Something i wanted to blog about for a long time now was about SSIS Performance enhancements and monitoring.
SQL Server Integration Services (SSIS) as it is called is a upgrade from from DTS (Data Transformation Services).
Very Simply : The SSIS Engine is architecturally divided into 2 components (Runtime Engine and Dataflow Engine). The Runtime Engine component controls the execution of tasks and the Dataflow Engine controls/manages the data pipeline.
BUFFER: The data flow engine uses a buffer-oriented architecture to efficiently load and manipulate datasets in memory (BOL).
As the Data Flows through the pipeline SSIS tries to reuse the data from previous buffers as much as possible when additional operations are performed. how Buffers are used/reused depend upon the the type of transformation as : Row Transformations / Partially blocking transformations / blocking transformations.
Choosing your components wisely and a good architecture of your Transformation environment can help improve SSIS performance.
Row Transformation : Derived Column, Data Conversion, Multicast, and Lookup are some components used in this transformation.The output rows match the input rows. They reuse existing buffers and do no need to create new buffers for data transformations.
Partially blocking transformations : used to combine datasets and can have multiple data inputs. Their number of input records normally do not match their number of output records, so these transformations are called asynchronous transformations. Merge, Merge Join, and Union All components are partially blocking as their outputs are copied into new buffers and a new thread is used/initialized in the data flow.
Blocking transformations : These kind of transformation, must read and process all data/rows before any output can be written. These perform the most work and also are heavy workers thus consuming resources.Aggregate and Sort components are known as blocking transformations. Every time a new buffer is created for the output.
EXECUTION TREES:
you can trim down or re-organize the Execution Trees to evaluate performance conditions. Execution trees normally project how to buffers are going to be used.
Use Containers to distinguish between different data flow tasks.
Consider Running Trees/Tasks in parallel rather then serially, this will make use of the parallelism Feature of SSIs and Improve performance.
Use row transformations where possible to limit the number of buffers that are created and used.
Remove Unnecessary columns, that are not going to be used in the transformations.
Configure the DataTypes correctly. This will help reduce the Source Data Set.
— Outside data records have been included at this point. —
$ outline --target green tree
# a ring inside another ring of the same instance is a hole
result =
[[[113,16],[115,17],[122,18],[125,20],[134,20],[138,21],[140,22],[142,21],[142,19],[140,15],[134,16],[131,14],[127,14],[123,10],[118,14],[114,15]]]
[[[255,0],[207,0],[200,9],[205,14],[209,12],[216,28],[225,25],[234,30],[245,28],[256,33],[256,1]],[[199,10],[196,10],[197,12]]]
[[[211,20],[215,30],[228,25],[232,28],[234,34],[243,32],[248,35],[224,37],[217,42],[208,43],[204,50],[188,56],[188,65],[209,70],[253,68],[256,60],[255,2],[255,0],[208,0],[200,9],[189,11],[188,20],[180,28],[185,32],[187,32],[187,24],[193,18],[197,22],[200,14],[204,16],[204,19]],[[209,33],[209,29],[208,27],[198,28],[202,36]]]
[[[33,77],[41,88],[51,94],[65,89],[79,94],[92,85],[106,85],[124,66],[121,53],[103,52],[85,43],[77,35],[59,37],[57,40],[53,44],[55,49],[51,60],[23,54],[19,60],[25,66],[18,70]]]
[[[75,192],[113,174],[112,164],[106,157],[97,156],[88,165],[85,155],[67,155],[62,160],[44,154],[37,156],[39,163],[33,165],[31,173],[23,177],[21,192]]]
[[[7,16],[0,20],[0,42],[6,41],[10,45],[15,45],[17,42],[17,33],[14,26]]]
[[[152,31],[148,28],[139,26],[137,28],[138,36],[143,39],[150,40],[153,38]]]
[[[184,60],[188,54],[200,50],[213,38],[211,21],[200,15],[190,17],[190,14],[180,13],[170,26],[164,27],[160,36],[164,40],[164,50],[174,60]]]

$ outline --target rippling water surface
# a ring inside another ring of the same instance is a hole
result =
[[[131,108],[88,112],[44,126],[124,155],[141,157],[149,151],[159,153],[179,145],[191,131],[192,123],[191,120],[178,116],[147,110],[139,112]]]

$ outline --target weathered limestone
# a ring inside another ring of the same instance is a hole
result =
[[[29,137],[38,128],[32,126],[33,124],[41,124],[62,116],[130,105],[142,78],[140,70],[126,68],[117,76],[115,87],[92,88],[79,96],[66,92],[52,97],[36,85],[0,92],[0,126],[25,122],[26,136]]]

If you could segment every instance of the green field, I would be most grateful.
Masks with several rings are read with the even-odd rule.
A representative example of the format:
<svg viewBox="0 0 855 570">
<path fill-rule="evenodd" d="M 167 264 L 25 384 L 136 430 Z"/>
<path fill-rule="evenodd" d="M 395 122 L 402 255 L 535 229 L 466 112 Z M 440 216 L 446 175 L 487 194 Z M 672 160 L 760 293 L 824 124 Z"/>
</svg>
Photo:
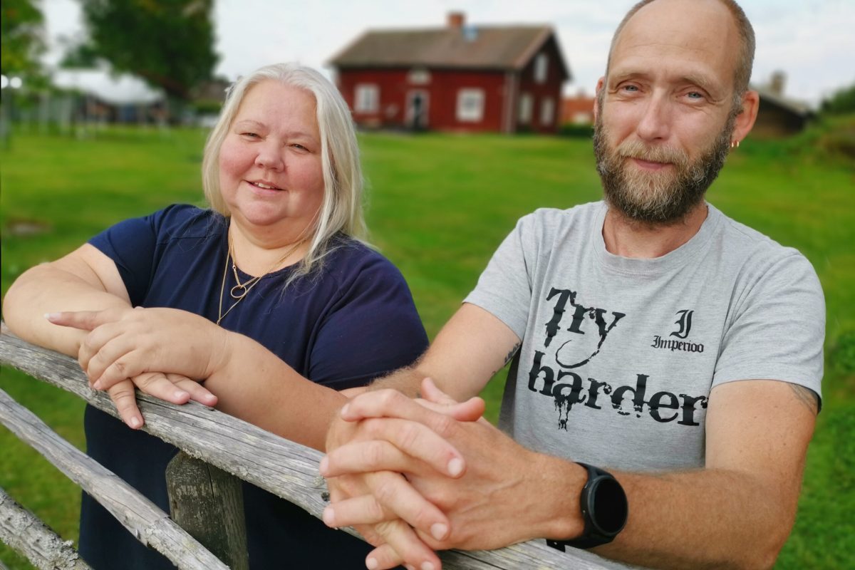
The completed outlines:
<svg viewBox="0 0 855 570">
<path fill-rule="evenodd" d="M 82 139 L 16 133 L 0 152 L 3 292 L 27 267 L 115 221 L 175 202 L 201 204 L 203 138 L 182 130 L 107 130 Z M 588 140 L 364 134 L 361 143 L 371 239 L 404 272 L 431 337 L 517 218 L 600 195 Z M 783 142 L 749 138 L 708 197 L 804 252 L 826 294 L 823 408 L 777 568 L 851 567 L 855 552 L 855 163 L 852 154 L 834 154 L 846 148 L 855 148 L 852 118 Z M 484 395 L 492 420 L 501 376 Z M 0 388 L 83 448 L 80 400 L 5 368 Z M 79 489 L 3 427 L 0 450 L 0 487 L 76 539 Z M 0 561 L 29 567 L 2 544 Z"/>
</svg>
Check the settings for DefaultMaxBufferRows and DefaultMaxBufferSize. Start with default and evaluate as to what should be the best buffer size for the execution plan. (This is recommended for complex Packages or the package using the blocking transformation Types, i.e. to tweak this setting to allow data to be collected into buffers as much as possible. There can also be adverse affects of this setting is not used properly.)
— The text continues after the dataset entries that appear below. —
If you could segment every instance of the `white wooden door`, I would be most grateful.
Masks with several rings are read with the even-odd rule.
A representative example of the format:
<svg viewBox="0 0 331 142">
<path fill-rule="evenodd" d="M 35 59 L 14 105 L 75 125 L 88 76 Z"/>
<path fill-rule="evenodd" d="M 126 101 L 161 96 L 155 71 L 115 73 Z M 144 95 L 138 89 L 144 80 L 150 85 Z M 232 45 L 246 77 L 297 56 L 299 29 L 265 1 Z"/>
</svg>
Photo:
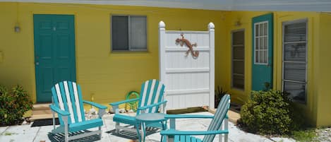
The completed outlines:
<svg viewBox="0 0 331 142">
<path fill-rule="evenodd" d="M 209 31 L 166 31 L 160 23 L 160 79 L 165 84 L 167 110 L 207 105 L 214 107 L 215 57 L 214 25 L 208 25 Z M 163 25 L 162 25 L 163 24 Z M 162 25 L 164 25 L 162 27 Z M 198 51 L 195 57 L 188 48 L 176 42 L 185 39 Z"/>
</svg>

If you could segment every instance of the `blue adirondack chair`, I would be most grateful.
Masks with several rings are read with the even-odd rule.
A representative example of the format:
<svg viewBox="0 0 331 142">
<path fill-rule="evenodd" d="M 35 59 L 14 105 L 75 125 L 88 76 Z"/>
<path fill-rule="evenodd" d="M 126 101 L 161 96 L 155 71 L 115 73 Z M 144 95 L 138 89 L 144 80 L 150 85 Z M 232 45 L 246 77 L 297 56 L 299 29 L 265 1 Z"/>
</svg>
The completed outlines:
<svg viewBox="0 0 331 142">
<path fill-rule="evenodd" d="M 65 81 L 56 83 L 52 88 L 52 93 L 53 104 L 49 105 L 53 112 L 53 130 L 52 133 L 64 133 L 66 142 L 96 134 L 98 134 L 101 138 L 101 126 L 103 125 L 101 117 L 104 114 L 107 107 L 83 100 L 80 87 L 75 82 Z M 97 107 L 99 109 L 99 118 L 86 120 L 83 103 Z M 58 114 L 60 122 L 60 126 L 57 128 L 55 126 L 55 112 Z M 95 127 L 99 127 L 99 130 L 85 131 Z"/>
<path fill-rule="evenodd" d="M 113 110 L 115 112 L 113 121 L 116 122 L 116 132 L 119 134 L 121 130 L 126 130 L 133 133 L 137 132 L 136 128 L 133 128 L 137 124 L 136 117 L 120 114 L 119 112 L 119 105 L 138 101 L 136 115 L 141 113 L 163 113 L 164 112 L 167 102 L 167 100 L 163 100 L 164 93 L 164 85 L 155 79 L 149 80 L 142 84 L 138 98 L 110 103 L 109 105 L 112 105 Z M 121 124 L 126 124 L 126 125 L 121 126 Z M 159 124 L 146 124 L 146 126 L 158 128 L 163 126 Z"/>
<path fill-rule="evenodd" d="M 230 107 L 230 95 L 225 95 L 219 102 L 217 110 L 214 116 L 207 115 L 185 115 L 172 114 L 167 115 L 166 118 L 170 119 L 170 129 L 161 131 L 161 135 L 167 136 L 168 141 L 175 142 L 212 142 L 216 134 L 219 134 L 219 141 L 222 141 L 222 135 L 224 134 L 224 141 L 227 141 L 229 134 L 227 113 Z M 212 119 L 207 131 L 179 131 L 176 130 L 175 119 L 187 118 L 209 118 Z M 222 123 L 224 120 L 224 129 L 222 128 Z M 203 139 L 195 138 L 195 135 L 205 135 Z"/>
</svg>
Work with parallelism as i described above: MaxConcurrentExecutables setting helps you play with your package Thread setting. The default is –1, which is the logical machine processor+2. So depending on your workload, tweak this setting, which can help you gain performance improvement in your package.
Let maximum of your Tasks/Data Flows Run in parallel if they are not dependent on the previous or the next task.
TROUBLESHOOTING:
If your package is running slow, here is something you can check.
Check the source and targets to evaluate their performance. i.e. if it is a text file source, then dump the file into another temp table to see the speed of execution.
Similarly check the target load speed, based on some other dummy values, to check the execution speed.
The Dataflow Tasks in the middle of the Source and Target have to be dissected individually and checked for performance conditions.
Work with one transformation at a Time to evaluate its speed of execution.
check the underlying table for lengthy varchar/char datatypes, if your are loading 100K+ rows into several tables and it is taking ages. Cut the varchar/Char Datatype Length to something reasonable. example: if loading 20 columns with 100K+ rows and each is varchar(50), it will surely take more than 5 mins to load the package, so work with the team to get down the lengths to a reasonable limits, which will immediately improve your package performance.
Use SSIS Logging / Performance Counters / SQL Profiler to track down performance issues.